CIUDAD DE MÉXICO, 14 de marzo.- Arrancó la acción en Australia, quizá con más pena que gloria la nueva era de los motores turbo debutaron en la máxima categoría, dando algunas sorpresas y dejando dudas sobre el favorito para la carrera del domingo.

Con un clima ideal para salir a rodar, Lewis Hamilton, quien luce como el piloto más fuerte para subir al primer peldaño del podio en la carrera inaugural, poco pudo hacer en la primera práctica del Gran Premio de Australia.

El campeón del mundo en 2008 salió de los fosos para la vuelta de instalación, comenzó a acelerar y de pronto su monoplaza se detuvo en la pista.
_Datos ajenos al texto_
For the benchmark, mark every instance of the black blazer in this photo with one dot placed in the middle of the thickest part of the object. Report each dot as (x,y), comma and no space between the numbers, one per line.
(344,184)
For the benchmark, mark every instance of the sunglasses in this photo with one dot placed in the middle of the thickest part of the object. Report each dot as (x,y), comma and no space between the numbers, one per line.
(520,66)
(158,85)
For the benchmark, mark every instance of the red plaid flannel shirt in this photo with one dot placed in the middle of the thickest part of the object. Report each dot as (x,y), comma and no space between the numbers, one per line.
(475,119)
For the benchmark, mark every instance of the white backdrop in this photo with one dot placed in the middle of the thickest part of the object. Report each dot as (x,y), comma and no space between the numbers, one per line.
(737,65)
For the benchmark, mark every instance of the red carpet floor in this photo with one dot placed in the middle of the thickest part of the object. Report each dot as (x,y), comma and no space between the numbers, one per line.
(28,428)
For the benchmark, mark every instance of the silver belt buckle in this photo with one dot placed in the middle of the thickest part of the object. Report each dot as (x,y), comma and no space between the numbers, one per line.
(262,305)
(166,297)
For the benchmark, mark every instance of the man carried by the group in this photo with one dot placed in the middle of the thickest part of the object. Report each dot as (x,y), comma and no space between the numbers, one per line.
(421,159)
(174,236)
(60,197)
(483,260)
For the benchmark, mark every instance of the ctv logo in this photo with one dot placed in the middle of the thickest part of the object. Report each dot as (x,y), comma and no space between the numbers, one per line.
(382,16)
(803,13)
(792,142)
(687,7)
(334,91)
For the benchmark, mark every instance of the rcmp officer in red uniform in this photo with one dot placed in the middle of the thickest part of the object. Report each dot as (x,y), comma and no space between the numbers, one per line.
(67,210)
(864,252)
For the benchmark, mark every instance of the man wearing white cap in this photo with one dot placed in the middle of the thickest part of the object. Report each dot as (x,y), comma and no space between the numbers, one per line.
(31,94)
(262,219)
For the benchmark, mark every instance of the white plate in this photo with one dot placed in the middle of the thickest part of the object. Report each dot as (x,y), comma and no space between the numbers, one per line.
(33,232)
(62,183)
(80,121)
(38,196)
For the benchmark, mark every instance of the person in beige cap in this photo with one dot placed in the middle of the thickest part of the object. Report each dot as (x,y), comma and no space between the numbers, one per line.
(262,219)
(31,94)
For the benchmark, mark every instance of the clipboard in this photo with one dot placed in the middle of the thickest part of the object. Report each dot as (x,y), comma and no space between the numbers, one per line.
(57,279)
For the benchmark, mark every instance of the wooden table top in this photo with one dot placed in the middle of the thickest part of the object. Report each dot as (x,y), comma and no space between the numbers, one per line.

El motor simplemente se desvaneció”, afirmó Hamilton por la radio al equipo.

Antes del inicio de la sesión, Mercedes había informado que el propulsor del piloto inglés tuvo que ser cambiado por problemas con un auxiliar del sistema.

Poco a poco los pilotos comenzaron a tomar la pista, siempre con cautela y buscando explorar las reacciones del auto, en lugar de comenzar a preparar el monoplaza para el Gran Premio.

Fernando Alonso y su Ferrari se mostraron como la mejor dupla de la primera práctica, cerrando la sesión con el mejor tiempo 1:31.840 minutos, 517 centésimas más rápido que el británico Jenson Button, de McLaren, y 563 por encima del finlandés Valtteri Bottas, de Williams.

Del lado de los pilotos mexicanos, Sergio Pérez debutó con su nuevo Force India ubicándose en el puesto 12, detrás de su coequipero Nico Hülkenberg.

Durante la sesión el hermano del piloto tapatío, Antonio Pérez tuiteó: “@1AntonioPerez: @SChecoPerez perdón hermano pero mi #TOYOTA #CAMRY suena mejor q tu #F1 jajajaja”, haciendo alusión al sonido del nuevo motor turbo, comparado con el de su stock car de NASCAR México.

Por su parte Esteban Gutiérrez se ubicó en la posición 16.

Durante la primera práctica el piloto con mayor actividad fue  el francés Jean-Eric Vergne, quien dio 30 giros, mientras que cinco pilotos, entre ellos Romain Grosjean, Pastor Maldonado y Kamui Kobayashi, no pudieron marcar un crono.